Written by Shona Reid
As I sit down to write to you all for the first time, I reflect that I live and work on Kaurna country and it’s an honour and a privilege to do so. I wake up every morning very grateful for the care our ancestors have taken with the land and the waters we live, work and play upon, and it is my hope I can play my part to ensure this care continues.
It is this care I also extend to the children and young people in South Australia who are unable to live at home and need to live in out-of-home-care arrangements and/or youth detention. My hope is to honour them in this role and ensure their voices, their rights and their needs are front and centre of minds and actions of those charged with their care and wellbeing.
I am very excited and honoured to be able to take on this very important and integral role for South Australian children and young people and acknowledge the work of Penny Wright as my predecessor and thank her for her fearless advocacy over the last five years.
I am an Eastern Arrernte woman and come from a family who has a long legacy of working with First Nation children, families and communities, especially in our efforts to ensure First Nation children grow strong in culture with strong families and strong communities. With my Uncle Brian Butler establishing the first South Australian Aboriginal Child Care Agency in 1978, now known as Aboriginal Family Support Services, my passions have always been interwoven with the need to advocate for the rights of children, young people and those whose voices are the hardest to hear.
I have previously worked in the child protection system for many years, my first job being a mentor for First Nation youth at the then Metropolitan Aboriginal Youth Services. This experience has had a profound impact on my life as a professional, mother and community member.
In recent years I have sought knowledge and experiences that have extended beyond this sector. I have worked hard in South Australia and nationally in areas related to First Nation governance, leadership and reconciliation.

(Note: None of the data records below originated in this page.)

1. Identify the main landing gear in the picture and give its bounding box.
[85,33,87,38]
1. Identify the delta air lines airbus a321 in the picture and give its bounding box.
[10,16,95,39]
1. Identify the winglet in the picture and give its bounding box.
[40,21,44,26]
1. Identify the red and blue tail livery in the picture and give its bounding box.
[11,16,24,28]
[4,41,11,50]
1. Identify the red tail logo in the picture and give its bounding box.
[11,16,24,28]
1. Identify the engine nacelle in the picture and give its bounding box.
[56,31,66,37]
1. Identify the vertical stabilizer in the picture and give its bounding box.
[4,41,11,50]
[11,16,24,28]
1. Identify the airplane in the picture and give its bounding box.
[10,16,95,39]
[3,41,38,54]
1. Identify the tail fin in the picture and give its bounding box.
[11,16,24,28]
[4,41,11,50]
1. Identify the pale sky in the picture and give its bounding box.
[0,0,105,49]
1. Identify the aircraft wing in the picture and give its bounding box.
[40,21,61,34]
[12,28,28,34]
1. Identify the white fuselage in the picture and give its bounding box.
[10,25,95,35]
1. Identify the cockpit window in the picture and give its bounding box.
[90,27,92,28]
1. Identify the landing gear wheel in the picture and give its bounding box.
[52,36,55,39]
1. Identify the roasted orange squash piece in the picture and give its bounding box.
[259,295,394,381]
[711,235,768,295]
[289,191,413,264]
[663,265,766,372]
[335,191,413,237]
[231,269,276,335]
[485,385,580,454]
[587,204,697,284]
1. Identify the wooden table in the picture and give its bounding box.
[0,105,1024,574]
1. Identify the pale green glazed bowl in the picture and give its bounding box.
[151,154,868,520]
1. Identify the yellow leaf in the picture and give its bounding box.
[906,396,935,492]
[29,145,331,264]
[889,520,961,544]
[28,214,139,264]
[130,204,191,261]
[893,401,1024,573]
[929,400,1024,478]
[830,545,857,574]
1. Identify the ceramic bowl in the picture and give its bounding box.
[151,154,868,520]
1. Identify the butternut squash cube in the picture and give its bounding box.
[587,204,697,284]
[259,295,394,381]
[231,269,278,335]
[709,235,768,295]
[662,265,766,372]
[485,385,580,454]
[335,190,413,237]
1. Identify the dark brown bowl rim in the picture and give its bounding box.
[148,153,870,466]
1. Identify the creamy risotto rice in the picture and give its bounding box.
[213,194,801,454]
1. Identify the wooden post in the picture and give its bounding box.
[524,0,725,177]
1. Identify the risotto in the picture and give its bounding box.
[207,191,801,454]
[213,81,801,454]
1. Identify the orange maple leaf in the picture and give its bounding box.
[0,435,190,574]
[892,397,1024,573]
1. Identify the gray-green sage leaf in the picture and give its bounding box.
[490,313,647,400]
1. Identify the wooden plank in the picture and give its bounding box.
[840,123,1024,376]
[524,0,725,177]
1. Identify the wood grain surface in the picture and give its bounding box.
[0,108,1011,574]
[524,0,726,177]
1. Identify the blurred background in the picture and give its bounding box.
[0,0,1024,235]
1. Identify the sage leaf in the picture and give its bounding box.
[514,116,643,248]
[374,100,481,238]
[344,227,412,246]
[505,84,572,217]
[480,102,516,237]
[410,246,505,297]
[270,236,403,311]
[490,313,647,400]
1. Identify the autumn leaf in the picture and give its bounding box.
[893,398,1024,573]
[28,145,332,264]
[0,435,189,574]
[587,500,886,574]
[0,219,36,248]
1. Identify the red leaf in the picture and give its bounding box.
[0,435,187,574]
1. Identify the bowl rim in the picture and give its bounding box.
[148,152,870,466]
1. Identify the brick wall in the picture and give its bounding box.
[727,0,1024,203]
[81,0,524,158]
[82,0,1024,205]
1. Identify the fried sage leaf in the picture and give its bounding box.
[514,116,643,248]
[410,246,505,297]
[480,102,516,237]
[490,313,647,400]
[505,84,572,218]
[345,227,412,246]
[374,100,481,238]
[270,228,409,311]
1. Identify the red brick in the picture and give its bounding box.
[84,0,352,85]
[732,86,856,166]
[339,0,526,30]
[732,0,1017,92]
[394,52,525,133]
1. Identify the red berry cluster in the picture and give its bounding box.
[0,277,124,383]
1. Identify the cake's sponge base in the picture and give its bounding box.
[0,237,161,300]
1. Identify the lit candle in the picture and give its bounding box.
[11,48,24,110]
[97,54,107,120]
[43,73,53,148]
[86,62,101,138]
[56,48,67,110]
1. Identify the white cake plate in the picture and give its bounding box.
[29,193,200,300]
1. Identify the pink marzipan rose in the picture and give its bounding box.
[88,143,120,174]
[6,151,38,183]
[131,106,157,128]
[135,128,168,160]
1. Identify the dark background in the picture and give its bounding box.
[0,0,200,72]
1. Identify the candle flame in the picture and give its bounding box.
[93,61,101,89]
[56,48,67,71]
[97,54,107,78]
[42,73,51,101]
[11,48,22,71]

Playing my part in building a more culturally inclusive community, where the voices of First Nation peoples are included beyond the politeness of advisory committees and superficial functions; where true inclusivity is observed through the respect for diverse, meaningful and substantive relationships and engagement is grounded in honesty, integrity, transparency and truth.
I wish to do the same here at the Office of the Guardian. I aim to examine the sector for all children and young people in care and youth detention across South Australia and play my part to ensure ‘we’ – the collective ‘we’ – have their best interests at heart. As a mum of seven, I know too well it takes a village to grow kids up well, and it is our collective responsibility to ensure the community and society in which we grow and nurture children and young people upholds their rights and protects their interests.
My ultimate goal is for all children and young people to grow well, to be able to thrive physically, emotionally, socially and mentally, so they have the opportunities, talents and skills to embark on their next journey into adulthood and whatever path that lays before them. This is no different for children and young people who are under my mandate. I am determined to ensure all children and young people unable to live with their families are extended this same care, belief, hope and love, so they are more than surviving, they are thriving.
While I settle into the new roles, I am taking stock of our current levels of involvement and the work undertaken by the Office, including following up on the recommendations from the recently released South Australian Dual Involved Project, and reinstating the community visitor program.
I am keen to understand more how the interests of First Nation children and young people are being considered in their care environments, as well as children and young people with disability – these are specifically identified as areas of interest in the legislation and something I am very passionate about.
I am looking forward to working with you all and listening intently to the children and young people and to truly hear their words so I can be the constant advocate and changemaker on their behalf. It is not lost on me the importance of my new roles; roles that have the capacity to challenge what we think is unchangeable.